The very fabric of our character sought it out because everything else was a penance. In my time away, I could count how many times I sought out the nightlife, that wasn’t related to a calendar festivity or holiday. My time was spent hiking or napping in my hammock with my pet. When I did seek others, it was at indoor dinners, or lazy Sunday afternoons swimming, boat cruises on the Nile or enjoying delicious meals at the backpacker’s camp while the pets wandered in and out of the guests’ palms. I didn’t have the burden of needing to party away the structural challenges that breathed fire on my skin and my life.
I went back to sit and sip, and noticed the private equity guy lost in a haze of strippers and notes. His friend came and pulled him away to stop him spending too much. I tried to reconcile how my time in a small village with cows, goats, and chickens as neighbors, on a meager NGO volunteer salary, gave me more safety and peace than all the privileges manifesting before me in this storybook night.
For my friends, and in a life I once lived, these nights became regular enough to lose any specialness. But after a year and a half away from the center of action, I thought about Fela’s iconic description of Nigerians as suffering and smiling. I also wondered whether I was being conned as much as understanding that I would have to find a means to cope, adapt or risk burning. Had I skipped this night out, I would risk going home unsure of whether there was power or not, passing up on a guaranteed wild night out that would tire me enough to sleep through the next morning.

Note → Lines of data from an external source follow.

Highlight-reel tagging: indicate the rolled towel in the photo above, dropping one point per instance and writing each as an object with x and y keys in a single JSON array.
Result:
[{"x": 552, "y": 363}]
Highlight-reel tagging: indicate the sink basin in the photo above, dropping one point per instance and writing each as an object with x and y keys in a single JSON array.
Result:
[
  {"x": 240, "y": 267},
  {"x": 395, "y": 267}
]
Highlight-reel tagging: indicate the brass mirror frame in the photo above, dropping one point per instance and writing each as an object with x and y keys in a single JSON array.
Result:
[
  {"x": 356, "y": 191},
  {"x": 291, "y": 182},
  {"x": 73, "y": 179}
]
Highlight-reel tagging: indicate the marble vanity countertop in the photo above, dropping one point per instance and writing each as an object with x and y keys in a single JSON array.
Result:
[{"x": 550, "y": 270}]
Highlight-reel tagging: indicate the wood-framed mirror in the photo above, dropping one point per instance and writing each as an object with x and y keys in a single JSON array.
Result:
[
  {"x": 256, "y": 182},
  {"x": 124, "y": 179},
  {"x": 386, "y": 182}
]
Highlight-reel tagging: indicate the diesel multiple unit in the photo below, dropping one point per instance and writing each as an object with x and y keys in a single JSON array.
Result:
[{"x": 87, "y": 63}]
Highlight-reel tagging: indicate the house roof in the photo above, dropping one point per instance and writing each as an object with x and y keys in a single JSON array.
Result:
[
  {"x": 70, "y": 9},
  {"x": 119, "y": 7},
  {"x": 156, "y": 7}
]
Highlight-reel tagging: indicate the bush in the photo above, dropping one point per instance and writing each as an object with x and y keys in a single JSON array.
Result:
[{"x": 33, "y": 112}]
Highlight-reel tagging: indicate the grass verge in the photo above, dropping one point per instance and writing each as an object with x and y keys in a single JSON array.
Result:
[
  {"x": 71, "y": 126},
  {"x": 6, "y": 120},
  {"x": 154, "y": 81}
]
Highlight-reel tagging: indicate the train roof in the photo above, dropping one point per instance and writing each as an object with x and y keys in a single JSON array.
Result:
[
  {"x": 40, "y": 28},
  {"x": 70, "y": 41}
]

The night did not end for me at the club, but it wound down from there. I would get in an acquaintance’s car and spend the next twelve hours in bed with them, before going home to shower and leaving the doors wide open to let the air in until the power returned.
But before all that, I was champagne nice, legs crossed, taking in air conditioning and cheering on big-bootied dancers. If fun was a measure of suffering, then by God, Nigerians are gold medalists, thrice over.